Estoy lidiando con los ruinosos resultados de la cirugía de derivación gástrica que tuve. Al principio, cuando sentí que algo andaba mal, pedí que me examinaran. Me dijeron que estos eran fenómenos post-operatorios regulares. Pero no desapareció incluso después de dos meses. Algo realmente estaba mal. Comenzó una saga de operaciones. Me sometí a 16 operaciones en cinco años.
Me nutre una máquina con la que estoy conectado durante 12 horas todos los días y estoy en la lista de espera para un trasplante intestinal. Es un trasplante muy raro.
Estoy revisando los costos del cementerio y el entierro, buscando un lugar. Fuera de la aceptación total. La muerte y yo estamos bailando un tango. Estoy constantemente revisando este límite con mis seres queridos. La familia quiere estrangularme cuando hablo de eso. Asusta a mi esposa, porque teme estar sola. Ella no quiere escuchar sobre eso.
Le debo todo a mi esposa. Nos conocimos por casualidad en un supermercado hace 25 años. Ella era una chica de pago. Dos meses después, tuvimos una boda y un gran amor. Siete meses después de eso tuvimos un hijo. El segundo nació dos años después.
Ella ha estado a mi lado durante seis años de gran sufrimiento. No quiero que quede ninguna carga por ella después de que me vaya. No quiero que ella tenga que hacer nada. Investigué para saber dónde está cada centavo rojo que puede ir a ella después de mi muerte.
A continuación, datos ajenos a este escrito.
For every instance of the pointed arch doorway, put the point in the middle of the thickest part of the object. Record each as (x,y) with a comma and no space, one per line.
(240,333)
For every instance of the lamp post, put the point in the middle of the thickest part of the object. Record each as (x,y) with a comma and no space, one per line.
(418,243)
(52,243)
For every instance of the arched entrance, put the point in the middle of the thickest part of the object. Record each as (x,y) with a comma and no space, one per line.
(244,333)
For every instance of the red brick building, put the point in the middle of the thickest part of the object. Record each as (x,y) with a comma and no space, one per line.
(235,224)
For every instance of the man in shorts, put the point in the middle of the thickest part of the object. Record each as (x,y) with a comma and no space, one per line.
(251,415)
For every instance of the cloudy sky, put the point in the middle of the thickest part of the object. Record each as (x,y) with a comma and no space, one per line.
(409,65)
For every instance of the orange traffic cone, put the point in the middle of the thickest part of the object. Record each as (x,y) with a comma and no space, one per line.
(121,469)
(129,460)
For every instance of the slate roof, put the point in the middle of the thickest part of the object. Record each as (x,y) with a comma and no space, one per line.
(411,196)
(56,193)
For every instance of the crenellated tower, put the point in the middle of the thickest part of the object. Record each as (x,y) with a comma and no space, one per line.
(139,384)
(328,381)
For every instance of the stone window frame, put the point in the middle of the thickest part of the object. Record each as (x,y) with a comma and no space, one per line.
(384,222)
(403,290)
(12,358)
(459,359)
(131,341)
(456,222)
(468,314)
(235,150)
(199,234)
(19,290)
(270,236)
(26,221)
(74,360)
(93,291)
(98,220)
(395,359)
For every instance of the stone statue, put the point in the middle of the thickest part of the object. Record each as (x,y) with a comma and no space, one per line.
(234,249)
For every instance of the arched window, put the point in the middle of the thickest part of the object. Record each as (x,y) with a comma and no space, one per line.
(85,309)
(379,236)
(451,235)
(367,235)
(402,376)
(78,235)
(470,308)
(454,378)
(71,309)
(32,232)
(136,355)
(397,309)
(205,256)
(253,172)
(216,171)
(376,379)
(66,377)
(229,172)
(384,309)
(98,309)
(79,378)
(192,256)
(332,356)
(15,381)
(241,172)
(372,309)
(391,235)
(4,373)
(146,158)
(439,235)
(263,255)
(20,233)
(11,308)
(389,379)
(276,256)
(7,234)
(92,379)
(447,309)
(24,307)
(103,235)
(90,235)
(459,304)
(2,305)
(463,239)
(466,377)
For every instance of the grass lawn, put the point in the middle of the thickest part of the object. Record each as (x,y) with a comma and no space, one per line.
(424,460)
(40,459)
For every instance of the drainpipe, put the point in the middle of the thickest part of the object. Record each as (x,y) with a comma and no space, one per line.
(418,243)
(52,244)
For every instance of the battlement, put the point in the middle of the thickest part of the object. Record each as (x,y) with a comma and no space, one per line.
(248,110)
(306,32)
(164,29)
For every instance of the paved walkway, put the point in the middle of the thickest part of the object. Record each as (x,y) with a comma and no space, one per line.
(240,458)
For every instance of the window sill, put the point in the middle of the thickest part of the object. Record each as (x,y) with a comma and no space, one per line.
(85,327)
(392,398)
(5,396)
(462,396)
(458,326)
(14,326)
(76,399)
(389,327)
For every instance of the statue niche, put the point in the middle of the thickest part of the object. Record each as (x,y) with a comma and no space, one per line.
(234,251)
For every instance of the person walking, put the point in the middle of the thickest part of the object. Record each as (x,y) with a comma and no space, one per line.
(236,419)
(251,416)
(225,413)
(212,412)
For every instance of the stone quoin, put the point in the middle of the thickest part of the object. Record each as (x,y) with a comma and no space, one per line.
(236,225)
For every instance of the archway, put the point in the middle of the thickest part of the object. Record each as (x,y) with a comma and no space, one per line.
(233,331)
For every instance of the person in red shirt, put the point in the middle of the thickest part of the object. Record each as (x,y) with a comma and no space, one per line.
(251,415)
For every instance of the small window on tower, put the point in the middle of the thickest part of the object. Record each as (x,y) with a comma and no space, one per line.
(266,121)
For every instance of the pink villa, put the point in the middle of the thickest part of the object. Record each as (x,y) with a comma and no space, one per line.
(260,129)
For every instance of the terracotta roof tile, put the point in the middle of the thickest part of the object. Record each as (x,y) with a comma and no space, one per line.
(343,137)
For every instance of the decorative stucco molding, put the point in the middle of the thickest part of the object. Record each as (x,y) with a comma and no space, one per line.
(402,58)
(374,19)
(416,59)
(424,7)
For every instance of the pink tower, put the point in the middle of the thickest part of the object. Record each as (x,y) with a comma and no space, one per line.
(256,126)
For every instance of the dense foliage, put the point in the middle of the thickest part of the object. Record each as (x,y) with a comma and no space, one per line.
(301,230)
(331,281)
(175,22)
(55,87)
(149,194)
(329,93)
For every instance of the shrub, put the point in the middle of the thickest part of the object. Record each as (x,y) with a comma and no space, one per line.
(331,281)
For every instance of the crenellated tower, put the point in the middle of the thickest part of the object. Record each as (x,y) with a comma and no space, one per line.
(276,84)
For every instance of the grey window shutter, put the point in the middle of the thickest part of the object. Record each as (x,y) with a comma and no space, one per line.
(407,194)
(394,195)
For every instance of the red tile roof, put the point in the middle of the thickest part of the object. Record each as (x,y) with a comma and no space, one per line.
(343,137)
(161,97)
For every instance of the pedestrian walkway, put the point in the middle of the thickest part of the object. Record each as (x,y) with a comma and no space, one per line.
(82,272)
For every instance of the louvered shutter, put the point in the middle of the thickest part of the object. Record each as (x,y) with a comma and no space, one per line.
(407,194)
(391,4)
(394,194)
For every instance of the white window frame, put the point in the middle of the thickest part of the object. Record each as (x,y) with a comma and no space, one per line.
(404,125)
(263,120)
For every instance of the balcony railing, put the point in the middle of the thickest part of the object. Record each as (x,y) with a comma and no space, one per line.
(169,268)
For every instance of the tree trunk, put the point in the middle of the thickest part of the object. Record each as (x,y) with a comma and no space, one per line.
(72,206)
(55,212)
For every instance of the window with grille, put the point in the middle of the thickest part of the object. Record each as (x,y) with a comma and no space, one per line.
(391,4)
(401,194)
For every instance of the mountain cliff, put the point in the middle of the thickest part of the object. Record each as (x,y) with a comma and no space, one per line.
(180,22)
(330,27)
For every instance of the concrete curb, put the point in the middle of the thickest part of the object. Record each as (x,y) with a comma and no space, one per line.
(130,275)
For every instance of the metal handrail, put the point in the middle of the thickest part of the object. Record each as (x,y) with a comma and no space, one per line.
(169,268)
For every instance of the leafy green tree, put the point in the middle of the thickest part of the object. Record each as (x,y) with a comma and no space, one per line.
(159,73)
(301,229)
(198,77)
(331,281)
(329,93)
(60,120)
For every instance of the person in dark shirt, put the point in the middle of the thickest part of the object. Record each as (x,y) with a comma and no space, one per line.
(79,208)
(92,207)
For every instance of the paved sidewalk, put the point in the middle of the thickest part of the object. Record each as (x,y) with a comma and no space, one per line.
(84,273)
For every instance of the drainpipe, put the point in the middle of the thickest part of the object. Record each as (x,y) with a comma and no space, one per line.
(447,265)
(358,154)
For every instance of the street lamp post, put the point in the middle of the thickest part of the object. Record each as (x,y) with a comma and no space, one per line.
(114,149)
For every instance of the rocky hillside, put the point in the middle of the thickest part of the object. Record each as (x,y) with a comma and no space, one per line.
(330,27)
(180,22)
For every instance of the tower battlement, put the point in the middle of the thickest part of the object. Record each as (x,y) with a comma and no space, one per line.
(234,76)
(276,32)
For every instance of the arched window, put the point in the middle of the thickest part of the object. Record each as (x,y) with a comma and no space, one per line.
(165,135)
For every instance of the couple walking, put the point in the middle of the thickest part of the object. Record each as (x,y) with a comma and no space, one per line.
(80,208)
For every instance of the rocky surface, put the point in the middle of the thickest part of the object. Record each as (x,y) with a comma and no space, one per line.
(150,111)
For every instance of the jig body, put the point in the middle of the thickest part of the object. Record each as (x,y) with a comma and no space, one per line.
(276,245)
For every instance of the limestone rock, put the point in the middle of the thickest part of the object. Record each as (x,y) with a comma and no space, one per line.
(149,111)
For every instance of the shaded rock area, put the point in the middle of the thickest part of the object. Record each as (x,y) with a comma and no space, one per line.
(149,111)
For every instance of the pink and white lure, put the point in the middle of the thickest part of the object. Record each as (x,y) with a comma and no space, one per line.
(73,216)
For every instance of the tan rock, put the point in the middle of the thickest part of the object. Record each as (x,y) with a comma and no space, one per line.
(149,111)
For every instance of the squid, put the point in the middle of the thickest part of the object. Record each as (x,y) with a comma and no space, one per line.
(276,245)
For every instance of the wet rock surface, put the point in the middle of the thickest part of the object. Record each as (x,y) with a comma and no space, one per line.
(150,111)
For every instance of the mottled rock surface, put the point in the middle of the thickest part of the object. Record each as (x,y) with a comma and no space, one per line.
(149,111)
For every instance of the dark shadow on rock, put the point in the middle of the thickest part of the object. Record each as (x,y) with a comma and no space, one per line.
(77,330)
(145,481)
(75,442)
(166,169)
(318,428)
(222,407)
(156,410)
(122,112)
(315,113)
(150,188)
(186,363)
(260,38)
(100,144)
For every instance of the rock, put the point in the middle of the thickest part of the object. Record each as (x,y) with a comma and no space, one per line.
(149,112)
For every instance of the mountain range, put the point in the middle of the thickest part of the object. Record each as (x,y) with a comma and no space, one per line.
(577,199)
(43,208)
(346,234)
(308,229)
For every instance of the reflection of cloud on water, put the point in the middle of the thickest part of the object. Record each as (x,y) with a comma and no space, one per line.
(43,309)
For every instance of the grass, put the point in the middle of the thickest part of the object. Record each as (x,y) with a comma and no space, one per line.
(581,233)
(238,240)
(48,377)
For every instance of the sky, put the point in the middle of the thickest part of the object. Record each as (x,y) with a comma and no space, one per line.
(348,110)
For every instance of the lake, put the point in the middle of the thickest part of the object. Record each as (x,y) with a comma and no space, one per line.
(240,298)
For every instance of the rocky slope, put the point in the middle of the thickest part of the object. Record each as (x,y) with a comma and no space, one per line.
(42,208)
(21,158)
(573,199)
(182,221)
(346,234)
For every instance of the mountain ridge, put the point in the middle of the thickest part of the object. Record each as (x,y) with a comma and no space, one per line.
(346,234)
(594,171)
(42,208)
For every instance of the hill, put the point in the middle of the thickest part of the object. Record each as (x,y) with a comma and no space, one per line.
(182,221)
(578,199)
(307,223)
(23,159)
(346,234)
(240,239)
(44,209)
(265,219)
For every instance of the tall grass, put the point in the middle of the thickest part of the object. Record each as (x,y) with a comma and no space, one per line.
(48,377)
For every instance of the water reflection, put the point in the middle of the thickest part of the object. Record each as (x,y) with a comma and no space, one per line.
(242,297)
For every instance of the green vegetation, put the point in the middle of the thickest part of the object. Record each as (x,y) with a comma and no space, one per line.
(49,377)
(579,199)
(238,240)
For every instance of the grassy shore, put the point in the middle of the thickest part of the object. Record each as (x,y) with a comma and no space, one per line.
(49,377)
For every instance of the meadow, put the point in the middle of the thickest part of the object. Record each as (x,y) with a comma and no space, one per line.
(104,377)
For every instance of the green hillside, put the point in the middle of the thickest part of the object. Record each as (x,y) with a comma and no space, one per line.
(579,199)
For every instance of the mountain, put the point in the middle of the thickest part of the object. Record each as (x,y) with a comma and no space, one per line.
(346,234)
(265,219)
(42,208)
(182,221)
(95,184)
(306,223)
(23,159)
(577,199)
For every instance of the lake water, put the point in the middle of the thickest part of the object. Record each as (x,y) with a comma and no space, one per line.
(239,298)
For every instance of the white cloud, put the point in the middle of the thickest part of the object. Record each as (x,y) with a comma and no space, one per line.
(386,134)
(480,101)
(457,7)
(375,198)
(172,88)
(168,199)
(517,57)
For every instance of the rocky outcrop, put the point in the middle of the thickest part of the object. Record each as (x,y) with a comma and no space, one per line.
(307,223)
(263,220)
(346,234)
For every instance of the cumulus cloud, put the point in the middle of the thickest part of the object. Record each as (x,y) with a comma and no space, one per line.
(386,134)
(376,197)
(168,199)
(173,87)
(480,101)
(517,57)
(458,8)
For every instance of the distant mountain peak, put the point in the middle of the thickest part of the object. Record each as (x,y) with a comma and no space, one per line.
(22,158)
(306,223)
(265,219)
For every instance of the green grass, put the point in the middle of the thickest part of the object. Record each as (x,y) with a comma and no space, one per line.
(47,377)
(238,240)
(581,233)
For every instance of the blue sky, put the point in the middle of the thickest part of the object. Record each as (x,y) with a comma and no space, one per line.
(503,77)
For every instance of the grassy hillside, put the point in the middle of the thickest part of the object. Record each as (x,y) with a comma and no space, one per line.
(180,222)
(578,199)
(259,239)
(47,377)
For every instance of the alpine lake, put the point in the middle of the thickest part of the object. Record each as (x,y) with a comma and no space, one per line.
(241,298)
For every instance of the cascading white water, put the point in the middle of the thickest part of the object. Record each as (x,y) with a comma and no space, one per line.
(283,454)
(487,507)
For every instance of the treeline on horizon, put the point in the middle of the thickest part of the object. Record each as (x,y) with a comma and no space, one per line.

Todo estará listo, ya sean gastos, planes de ahorro, todo.
La necesidad de organizar todo para ella proviene ciertamente de mi deseo de corregir el error que cometí, que ella trató de evitar con tanta fuerza. Así que al menos no enfrentará el caos después de que yo vaya. Estoy enviando faxes a todo el mundo para hacer su vida un poco más fácil.
También le pedí a alguien una vez que no se sometiera a una cirugía. Mi padre enfermó de cáncer de páncreas y el médico lo convenció de que con la operación viviría otros dos o tres años. Traté de convencerlo [no hacerlo], pero al final le dije: «Estás cuerdo, estás lúcido, haz lo que quieras». Decidió operarse y murió un mes después.
Espero haberlo ayudado antes de la muerte, porque le dije que no tome los medicamentos todo el tiempo, sino que viva la vida que le quedaba: «Si le apetece comer, coma; si tienes ganas de salir, sal. Lo que sea que puedas hacer, hazlo». Tres semanas después, murió. Pero al menos murió con dignidad.